TASI Lectures on the Cosmological Constant
Raphael Bousso
TL;DR
The paper surveys the cosmological constant problem, arguing that quantum vacuum energy and gravity collectively resist resolution by straightforward modifications. It evaluates a wide range of ideas, identifying robust obstructions, and highlights the shift from seeking a vanishing $\Lambda$ to embracing a variable vacuum energy within a vast string-theory landscape. A central focus is the Brown-Teitelboim mechanism extended to a discretuum of four-form fluxes, yielding a dense spectrum of metastable vacua and a natural route to small $\Lambda$ compatible with structure formation. The discussion then outlines how string theory's membrane/flux structure and moduli stabilization underpin a statistical, anthropic picture of the observed vacuum energy, with measurable predictions framed by landscape statistics and measure choices such as the causal diamond.
Abstract
The energy density of the vacuum, Lambda, is at least 60 orders of magnitude smaller than several known contributions to it.
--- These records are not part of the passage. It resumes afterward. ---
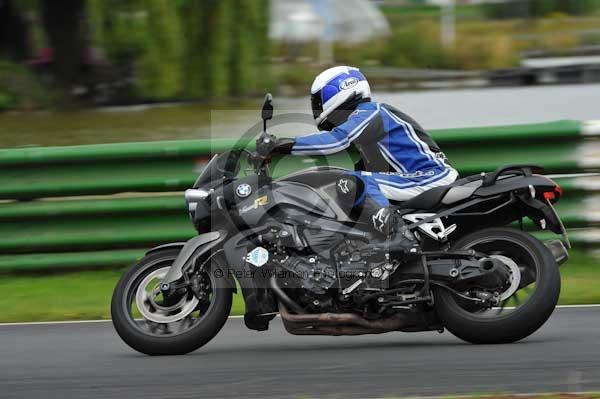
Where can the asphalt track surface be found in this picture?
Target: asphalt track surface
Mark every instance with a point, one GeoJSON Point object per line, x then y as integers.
{"type": "Point", "coordinates": [88, 360]}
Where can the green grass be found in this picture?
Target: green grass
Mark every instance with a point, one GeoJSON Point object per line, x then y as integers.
{"type": "Point", "coordinates": [86, 295]}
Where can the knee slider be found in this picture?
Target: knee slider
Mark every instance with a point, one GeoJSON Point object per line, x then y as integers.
{"type": "Point", "coordinates": [349, 188]}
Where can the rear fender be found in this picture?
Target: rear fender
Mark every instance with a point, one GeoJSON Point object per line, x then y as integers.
{"type": "Point", "coordinates": [537, 210]}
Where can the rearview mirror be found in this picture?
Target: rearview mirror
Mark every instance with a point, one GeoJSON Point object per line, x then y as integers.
{"type": "Point", "coordinates": [267, 112]}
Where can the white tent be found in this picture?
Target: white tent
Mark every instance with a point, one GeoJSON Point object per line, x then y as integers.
{"type": "Point", "coordinates": [332, 20]}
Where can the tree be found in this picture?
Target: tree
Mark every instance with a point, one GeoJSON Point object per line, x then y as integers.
{"type": "Point", "coordinates": [66, 30]}
{"type": "Point", "coordinates": [14, 40]}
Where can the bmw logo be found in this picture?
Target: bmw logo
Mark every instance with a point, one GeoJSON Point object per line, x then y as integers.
{"type": "Point", "coordinates": [243, 190]}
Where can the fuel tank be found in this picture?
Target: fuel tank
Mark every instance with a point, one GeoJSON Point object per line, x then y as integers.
{"type": "Point", "coordinates": [310, 192]}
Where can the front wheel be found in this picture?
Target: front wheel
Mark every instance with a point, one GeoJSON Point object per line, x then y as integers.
{"type": "Point", "coordinates": [524, 306]}
{"type": "Point", "coordinates": [180, 323]}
Approaches to this problem are tightly constrained by data ranging from elementary observations to precision experiments. Absent overwhelming evidence to the contrary, dark energy can only be interpreted as vacuum energy, so the venerable assumption that Lambda=0 conflicts with observation. The possibility remains that Lambda is fundamentally variable, though constant over large spacetime regions. This can explain the observed value, but only in a theory satisfying a number of restrictive kinematic and dynamical conditions. String theory offers a concrete realization through its landscape of metastable vacua.